Bueno, pues eso. Yo ya tenía mis propósitos hechos: “relajación, chaval, que la vida dura cuatro telediarios y en el quinto pueden anunciar tu esquela” (¡cuando estoy optimista es que soy la leche!). Pero con mi propia idea de lo slow, un poco heterodoxa, he de confesarlo. Lo que sucede es que uno puede intentar ralentizar la vida, pero esto de vivir es como andar en bicicleta, si paras te caes. Y así fue, que por no parar, los viajes continuaron. Y es curioso, los viajes, en lugar de relajarte te estresan. Tienen todas las condiciones para ser un paréntesis donde te olvides de los agobios de lo cotidiano y te dediques a ver otros lugares, a admirar otros patrimonios, a conocer a otra gente. Pero, ¡quiá!.
Yo hice lo que tenía que hacer. Mi psicoanalista de cabecera me dio un papelito con los consejos a tomar en consideración (él también había leído la misma web que yo). La hojita decía:

·         Respete sus horas de sueño. Duerma lo necesario. El sueño es la actividad reparadora psíquica y física por excelencia.
·         Ingiera una dieta con alto contenido en frutas y verduras y bajo contenido en grasas. 
·         Practique un hobby que le dé tranquilidad.
·         Realice actividad física moderada por lo menos tres veces a la semana.
·         No sature su agenda de actividades, todo puede esperar.
·         Realice una actividad a la vez, no varias al mismo tiempo.
·         No mire el reloj a cada rato, de ser posible, no utilice reloj pulsera.
·         Coma despacio, mastique y salive muy bien los alimentos ante de tragarlos.
·         Prepare una comida tranquilo/a y sin hacer otra cosa a la vez, como mirar televisión. Disfrute de una conversación si está comiendo junto a otras personas, en caso contrario, disfrute de la soledad pacíficamente.
·         Cuando esté de vacaciones disfrute tranquilamente de la misma sin embarcarse en múltiples y agotadoras actividades diarias.
·         Deje tiempo en su agenda diaria para estar con personas que usted quiere o realizar actividades que le generen placer. 

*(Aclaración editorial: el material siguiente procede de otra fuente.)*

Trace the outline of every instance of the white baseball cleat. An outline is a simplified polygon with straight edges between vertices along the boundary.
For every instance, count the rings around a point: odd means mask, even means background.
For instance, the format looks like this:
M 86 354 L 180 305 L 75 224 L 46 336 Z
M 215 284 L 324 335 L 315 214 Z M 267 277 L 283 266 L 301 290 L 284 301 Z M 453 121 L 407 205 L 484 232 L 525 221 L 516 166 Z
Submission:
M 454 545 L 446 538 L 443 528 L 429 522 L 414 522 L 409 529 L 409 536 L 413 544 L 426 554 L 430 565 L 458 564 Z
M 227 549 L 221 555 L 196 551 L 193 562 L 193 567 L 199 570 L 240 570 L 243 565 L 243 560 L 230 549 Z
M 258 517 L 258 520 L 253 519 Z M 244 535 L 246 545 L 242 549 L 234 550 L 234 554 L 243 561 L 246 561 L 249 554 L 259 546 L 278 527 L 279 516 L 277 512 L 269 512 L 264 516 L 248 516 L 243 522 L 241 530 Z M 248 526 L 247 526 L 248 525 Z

 Ya se ve que son todos consejos con mucha enjundia. Estupendos. Pues nada, qué va. Ni uno. Dormí mal y poco (¿sabían que los escolares colombianos inician sus clases a las 7 de la mañana?; pues ése ha sido el plan, más o menos; una crueldad, habiendo tantas horas en el día; y yo, pobriño, encima con el jet lag encima); ensaladas y verduras ni por el forro (comida de cafetería universitaria; ¡cómo eché de menos la monodieta de verduras y pescado de mi casa!); hobbis pocos, la verdad (menos mal que el iPhone tiene su solitario y los daditos del Mahjong que son mi salvación en las rutinas); andar lo justo porque siempre te ponen pegas de peligrosidad (eso sí, el domingo me escapé a andar por el centro de Medellín y hoy lo he hecho por el centro de Buenos Aires; ninguna sensación de inseguridad salvo la cosa de que me pudieran identificar como español y me corrieran para quitarme mis YPFs: están bravos de narices con todas las calles empapeladas llamando a apoyar a la presidente, a su EVITA); La agenda llena hasta los topes, eso es imposible de solucionar, ya me he resignado; lo de hacer sólo una cosa a la vez ya lo voy consiguiendo, pero no es por la cosa del slow sino por el Alzheimer; lo de mirar el reloj da igual porque como en cada lugar tienen su hora y, además, tu cuerpo tiene otra, casi siempre te equivocas; no puedes comer despacio porque no sólo madrugan sino que los cabritos comienzan el trabajo de la tarde a las 14 horas, ni siesta ni leches; preparar comida ya sería lo último y la posibilidad de hablar con gente tampoco resulta fácil pues en realidad no conoces a nadie (es un milagro cómo han llegado hasta mí y me han llamado, nunca lo entenderé) y aunque los conozcas un poco cada uno tiene su familia y sus compromisos (así que al estrés se añade un piquito de depresión por la soledad y el atracón de hotel: mira eso tiene la ventaja de que al final a los que acabas conociendo muy bien es al personal del hotel y casi llegas a intimar con ellos); lo buscar el placer ya ni lo mento para evitar prejuicios.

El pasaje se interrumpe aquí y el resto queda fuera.